The Sunne in Splendour
One of the most divisive and despised monarchs in English history, Richard III has long stood in the shadows of history. Sharon Kay Penman takes on the mighty task of redeeming him in her sweeping novel The Sunne in Splendour. Following his loss of The War of the Roses, and the subsequent rise of the Tudor dynasty, Richard was cast as a hunchbacked villain, scheming and murderous. This novel’s impressive research into the real history finds a very different story. Here we find in Richard, a patient and loyal leader surrounded by treachery and bloodshed. Despite the redemptive lens, Penman refrains from painting him as a perfect model of virtue. She gives him the same scrutiny she does with all the characters, showing his frailty and faults. Instead of creating cardboard figures of villainy and virtue, she embraces the complexities of life. The result of this is that readers can experience the reality of life and death in 15th century England. You can almost smell the blood on the battlefield, or hear the plotting behind closed doors. For anyone who loves to see the complexities and struggles of ruling a nation, this book is ideal. It's a fascinating look at a king whose legacy can be summed up by the old adage 'history is written by the victors.'
The Twentieth Wife
There’s a long tradition of historical fiction accounts of European monarchs. However, there’s no need to be so geographically limited. There’s a whole world of regal stories to explore, and The Twentieth Wife by Indu Sundaresan is a great place to start. This book recounts the story of Indian Empress Mehrunnisa, who began life as a refugee but whose ambition and drive led her to shape the Mughal Empire. She first laid eyes on Prince Salim at his wedding celebration. She was only eight-years-old at the time but even then she determined she would marry him. Mehrunnisa then navigated through all the trials and machinations of life which stood between her and her plans.

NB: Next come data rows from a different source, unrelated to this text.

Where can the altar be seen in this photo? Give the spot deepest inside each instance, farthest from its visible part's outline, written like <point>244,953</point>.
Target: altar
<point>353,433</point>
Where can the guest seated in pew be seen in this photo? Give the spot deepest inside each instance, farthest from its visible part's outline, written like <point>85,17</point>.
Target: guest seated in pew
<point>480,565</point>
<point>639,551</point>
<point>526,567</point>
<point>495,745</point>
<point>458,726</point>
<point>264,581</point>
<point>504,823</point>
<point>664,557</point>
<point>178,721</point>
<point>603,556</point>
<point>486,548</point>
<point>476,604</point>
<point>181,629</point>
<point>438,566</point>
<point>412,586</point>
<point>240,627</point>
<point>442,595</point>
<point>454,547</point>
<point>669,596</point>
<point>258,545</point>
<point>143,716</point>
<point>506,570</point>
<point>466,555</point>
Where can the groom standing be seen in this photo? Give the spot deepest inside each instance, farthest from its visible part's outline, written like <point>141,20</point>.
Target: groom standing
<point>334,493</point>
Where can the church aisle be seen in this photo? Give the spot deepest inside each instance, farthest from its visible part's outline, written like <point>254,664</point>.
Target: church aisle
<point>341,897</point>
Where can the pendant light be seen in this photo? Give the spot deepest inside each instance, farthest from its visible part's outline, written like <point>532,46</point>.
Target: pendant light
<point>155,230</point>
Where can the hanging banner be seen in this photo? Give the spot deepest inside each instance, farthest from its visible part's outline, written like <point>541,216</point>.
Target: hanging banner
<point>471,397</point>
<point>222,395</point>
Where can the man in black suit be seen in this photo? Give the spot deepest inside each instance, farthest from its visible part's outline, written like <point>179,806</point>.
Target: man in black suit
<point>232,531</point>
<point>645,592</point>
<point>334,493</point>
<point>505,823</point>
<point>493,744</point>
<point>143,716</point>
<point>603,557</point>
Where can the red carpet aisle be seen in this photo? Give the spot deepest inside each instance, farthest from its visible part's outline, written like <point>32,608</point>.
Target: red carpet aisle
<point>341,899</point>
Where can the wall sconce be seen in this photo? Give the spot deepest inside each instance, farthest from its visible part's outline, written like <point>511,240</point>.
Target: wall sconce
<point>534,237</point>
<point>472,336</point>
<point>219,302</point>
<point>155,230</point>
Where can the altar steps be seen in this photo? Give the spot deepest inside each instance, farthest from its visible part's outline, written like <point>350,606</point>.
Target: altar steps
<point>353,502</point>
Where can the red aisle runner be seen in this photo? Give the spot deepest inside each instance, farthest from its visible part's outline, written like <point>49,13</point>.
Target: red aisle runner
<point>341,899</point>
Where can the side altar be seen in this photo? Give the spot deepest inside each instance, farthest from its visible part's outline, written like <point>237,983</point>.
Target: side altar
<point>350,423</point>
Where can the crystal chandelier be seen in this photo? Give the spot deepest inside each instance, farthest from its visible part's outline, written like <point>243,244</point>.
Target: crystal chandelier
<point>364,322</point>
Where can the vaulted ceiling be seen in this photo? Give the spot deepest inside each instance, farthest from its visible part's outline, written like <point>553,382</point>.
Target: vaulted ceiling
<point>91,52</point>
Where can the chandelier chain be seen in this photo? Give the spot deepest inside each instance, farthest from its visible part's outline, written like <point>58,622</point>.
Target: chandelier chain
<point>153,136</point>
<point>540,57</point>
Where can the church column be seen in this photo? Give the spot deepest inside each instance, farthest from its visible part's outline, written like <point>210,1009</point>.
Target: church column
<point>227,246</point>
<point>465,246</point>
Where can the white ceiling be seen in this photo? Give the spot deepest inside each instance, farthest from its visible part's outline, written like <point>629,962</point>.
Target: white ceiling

She was a master of her own destiny and for this she became a legend in her own time. It was a legacy that would be seen around the world, as her niece would later inspire the building of the Taj Mahal. Sundaresan blends this fascinating historical figure with rich, lyrical language. She paints a picture of this vast and enthralling empire in all its glamour and grittiness. This is a wonderful look at India’s rich and regal past, as well as its most captivating empress.